Teachers notice an increase in disruptive behavior

Prior to the pandemic, teachers everywhere were reporting physical and verbal outbursts directed at them and other students. They cited being hit, kicked, punched, stabbed with pencils, and being subjected to other aggressive actions. In some schools, these eruptions had become alarmingly common, upsetting classmates and teachers alike, and at their worst, rendering classroom learning impossible.

These outbursts are not confined to older disruptive students: some of the biggest increases in aggressive behaviors have been among elementary school children, and teachers and administrators feel ill prepared to handle it. Many school personnel themselves are exhausted and depleted, struggling to meet academic goals while helping dysregulated students settle into school routines. Staffing shortages further exacerbate the problem.

Aggressive student behavior reaches crisis proportions

Prior to the pandemic, teachers in one state, Oregon, said that aggression in the classroom had reached crisis proportions. The Oregon Education Association put out a special report to call urgent attention to the problem. “Students are coming to school with complex needs, students and educators don’t feel safe, and schools and districts don’t have the resources to address the root causes of these incidents,” the report concluded. “Without appropriate resources to support communities, students are biting, kicking, punching. Young children are cursing, yelling, screaming. Innocent objects are turned into dangerous weapons.”

And the issue isn’t unique to Oregon. Districts around the country have been facing a similar plight. In Connecticut, teachers had grown so unsettled by the behavior in classrooms that they were seeking legislative action, calling on lawmakers to pass a bill that would address this troubling trend.

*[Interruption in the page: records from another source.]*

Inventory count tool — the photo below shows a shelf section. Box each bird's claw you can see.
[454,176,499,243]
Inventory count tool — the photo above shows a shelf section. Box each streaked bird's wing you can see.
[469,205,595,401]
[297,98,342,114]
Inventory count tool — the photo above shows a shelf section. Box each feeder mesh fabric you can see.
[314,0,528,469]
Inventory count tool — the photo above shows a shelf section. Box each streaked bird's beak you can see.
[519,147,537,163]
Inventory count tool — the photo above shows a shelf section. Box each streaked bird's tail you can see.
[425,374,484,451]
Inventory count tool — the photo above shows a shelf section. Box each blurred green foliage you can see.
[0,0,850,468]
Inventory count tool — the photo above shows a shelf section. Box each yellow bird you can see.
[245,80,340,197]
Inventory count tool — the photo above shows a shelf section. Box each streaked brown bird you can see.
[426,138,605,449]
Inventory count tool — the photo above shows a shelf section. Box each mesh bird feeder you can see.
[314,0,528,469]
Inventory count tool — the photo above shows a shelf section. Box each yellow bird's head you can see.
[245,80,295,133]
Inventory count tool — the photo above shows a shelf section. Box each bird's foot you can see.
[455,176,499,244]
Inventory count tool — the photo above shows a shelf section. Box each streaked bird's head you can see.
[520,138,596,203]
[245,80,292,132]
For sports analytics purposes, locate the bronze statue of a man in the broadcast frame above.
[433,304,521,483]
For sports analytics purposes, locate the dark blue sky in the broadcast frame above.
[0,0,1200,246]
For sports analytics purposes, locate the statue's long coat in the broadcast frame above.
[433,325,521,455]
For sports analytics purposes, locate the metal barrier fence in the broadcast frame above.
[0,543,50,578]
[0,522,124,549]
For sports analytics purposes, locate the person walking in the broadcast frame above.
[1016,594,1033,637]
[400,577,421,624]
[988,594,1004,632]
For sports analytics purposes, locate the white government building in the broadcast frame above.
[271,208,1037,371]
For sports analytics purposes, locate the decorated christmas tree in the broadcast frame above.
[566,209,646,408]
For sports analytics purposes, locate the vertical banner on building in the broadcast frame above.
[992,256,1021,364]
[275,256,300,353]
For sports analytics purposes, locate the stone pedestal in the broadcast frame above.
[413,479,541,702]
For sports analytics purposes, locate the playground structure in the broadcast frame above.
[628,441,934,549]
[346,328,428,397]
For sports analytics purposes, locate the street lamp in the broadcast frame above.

“Students are disrupting classrooms and putting themselves, other students, and teachers at risk at an alarming rate,” says CEA [Connecticut Education Association] President Sheila Cohen. “Oftentimes, the disruptive students are taken out of the classroom for a short period of time and then returned right back into the same classroom, where the aggressive behavior continues.” Cohen adds, “These behaviors and lack of support for teachers are adversely affecting the learning environment for students.”

There is a consensus that aggressive behavior in classrooms is an escalating problem. What’s less clear-cut is what exactly is behind the increase. As with most widespread phenomena affecting large numbers of students, the causes are likely to be varied and complex, and the aftermath of the COVID-19 pandemic has introduced a whole new set of factors.

Becoming a Trauma Informed Teacher

When teachers encounter defiant, angry, or aggressive behavior in a student, particularly if the acting out is chronic, the impulse might be to label the child as “oppositional” or simply “a problem kid.” But it’s rare that a child truly wants to be difficult. Labeling a child as “problematic” or “difficult” is incomplete at best. There is always a root cause that underlies a problematic behavior, and often the cause is trauma.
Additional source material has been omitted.